It is from stack overflow
StructType
I assume you start with some kind of flat schema like this:
root
|-- lat: double (nullable = false)
|-- long: double (nullable = false)
|-- key: string (nullable = false)
First lets create example data:
import org.apache.spark.sql.Row
import org.apache.spark.sql.functions.{col, udf}
import org.apache.spark.sql.types._
val rdd = sc.parallelize(
Row(52.23, 21.01, "Warsaw") :: Row(42.30, 9.15, "Corte") :: Nil)
val schema = StructType(
StructField("lat", DoubleType, false) ::
StructField("long", DoubleType, false) ::
StructField("key", StringType, false) ::Nil)
val df = sqlContext.createDataFrame(rdd, schema)
An easy way is to use an udf and case class:
case class Location(lat: Double, long: Double)

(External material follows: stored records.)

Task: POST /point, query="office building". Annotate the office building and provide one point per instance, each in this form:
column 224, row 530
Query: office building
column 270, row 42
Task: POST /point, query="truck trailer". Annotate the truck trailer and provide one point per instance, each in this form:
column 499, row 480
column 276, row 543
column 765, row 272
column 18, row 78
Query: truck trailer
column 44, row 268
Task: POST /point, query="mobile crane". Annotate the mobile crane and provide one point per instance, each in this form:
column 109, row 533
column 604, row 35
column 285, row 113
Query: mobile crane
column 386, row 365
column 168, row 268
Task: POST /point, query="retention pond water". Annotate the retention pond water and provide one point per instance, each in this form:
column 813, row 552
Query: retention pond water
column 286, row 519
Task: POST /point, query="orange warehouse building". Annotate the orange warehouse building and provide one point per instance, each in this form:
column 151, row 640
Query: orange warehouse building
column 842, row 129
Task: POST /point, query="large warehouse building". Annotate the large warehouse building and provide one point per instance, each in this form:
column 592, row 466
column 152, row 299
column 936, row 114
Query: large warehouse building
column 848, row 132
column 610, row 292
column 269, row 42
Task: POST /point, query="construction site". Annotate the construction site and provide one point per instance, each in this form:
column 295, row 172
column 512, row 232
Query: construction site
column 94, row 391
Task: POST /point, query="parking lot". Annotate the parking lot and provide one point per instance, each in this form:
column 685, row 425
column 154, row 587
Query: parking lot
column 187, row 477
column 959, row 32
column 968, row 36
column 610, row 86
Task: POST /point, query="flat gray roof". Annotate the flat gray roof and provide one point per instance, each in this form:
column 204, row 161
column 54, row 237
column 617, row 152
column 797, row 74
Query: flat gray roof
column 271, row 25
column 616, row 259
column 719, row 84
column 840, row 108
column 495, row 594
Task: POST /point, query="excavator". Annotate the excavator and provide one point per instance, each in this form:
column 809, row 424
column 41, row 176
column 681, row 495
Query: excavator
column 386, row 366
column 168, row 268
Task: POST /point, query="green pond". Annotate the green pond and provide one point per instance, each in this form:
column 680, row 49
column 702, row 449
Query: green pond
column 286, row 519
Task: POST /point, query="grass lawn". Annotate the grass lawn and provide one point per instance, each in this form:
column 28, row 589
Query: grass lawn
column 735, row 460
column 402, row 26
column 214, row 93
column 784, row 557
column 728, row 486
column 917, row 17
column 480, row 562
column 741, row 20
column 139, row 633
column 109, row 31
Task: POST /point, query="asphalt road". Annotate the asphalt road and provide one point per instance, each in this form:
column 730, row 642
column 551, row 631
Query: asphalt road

val makeLocation = udf((lat: Double, long: Double) => Location(lat, long))
val dfRes = df.
withColumn("location", makeLocation(col("lat"), col("long"))).
drop("lat").
drop("long")
dfRes.printSchema
and we get
root
|-- key: string (nullable = false)
|-- location: struct (nullable = true)
| |-- lat: double (nullable = false)
| |-- long: double (nullable = false)
A hard way is to transform your data and apply schema afterwards:
val rddRes = df.
map{case Row(lat, long, key) => Row(key, Row(lat, long))}
val schemaRes = StructType(
StructField("key", StringType, false) ::
StructField("location", StructType(
StructField("lat", DoubleType, false) ::
StructField("long", DoubleType, false) :: Nil
), true) :: Nil
)
sqlContext.createDataFrame(rddRes, schemaRes).show
and we get an expected output
+------+-------------+
| key| location|
+------+-------------+
|Warsaw|[52.23,21.01]|
| Corte| [42.3,9.15]|
+------+-------------+